🤖 AI Summary
This work addresses a critical gap in existing mathematical formalization benchmarks, which predominantly focus on propositional verification while neglecting the evaluation of explicit solution construction—such as numerical values or algorithms—particularly in applied mathematics. To bridge this gap, the authors propose a construct-and-verify workflow framework that requires agents to first generate concrete solutions and then formally prove their correctness. Building upon this framework, they introduce AMBER, a novel benchmark for applied mathematical reasoning spanning convex analysis, optimization, numerical linear algebra, and high-dimensional probability. Implemented in Lean 4, this benchmark enables the first systematic evaluation of large language models on constructive tasks, revealing that general-purpose reasoning models significantly outperform specialized theorem provers, the latter suffering from “tactic overfitting” that limits their generalization.

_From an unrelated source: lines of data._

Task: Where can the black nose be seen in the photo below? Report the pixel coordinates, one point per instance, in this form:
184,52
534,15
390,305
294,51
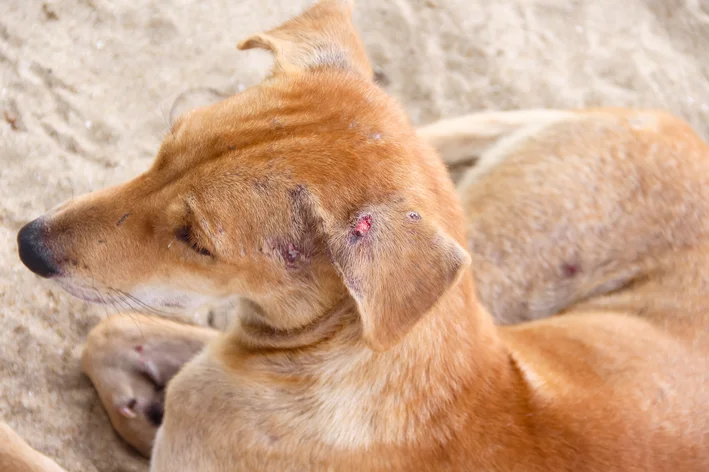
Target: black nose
33,252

The study further underscores the pivotal role of instruction-following capability in multi-task formal reasoning.
📝 Abstract
Recent advances in large language models have demonstrated impressive capabilities in mathematical formalization. However, existing benchmarks focus on logical verification of declarative propositions, often neglecting the task of explicitly synthesizing solutions. This limitation is particularly acute in applied mathematics domains, where the goal is frequently to derive concrete values or executable algorithms rather than solely proving theorems. To address this, we introduce a Lean 4 framework that enforces a construction-verification workflow, compelling the agent to define explicit solutions before proving their correctness. We curate a comprehensive benchmark AMBER (Applied Mathematics BEnchmark for Reasoning) spanning core domains of applied mathematics, including convex analysis, optimization, numerical algebra, and high-dimensional probability. Aside from theorem proving, our benchmark features complex tasks such as evaluation, algorithm design, and representation transformation. Experiments reveal that current models face significant difficulties with these constructive tasks. Notably, we observe that general-purpose reasoning models consistently outperform specialized theorem provers. We attribute this to a degradation of instruction following capabilities in specialized models. Fine-tuning on proof corpora appears to induce ``tactical overfitting", compromising the ability to adhere to complex constructive requirements, whereas general models retain the versatility needed for multi-task formal reasoning.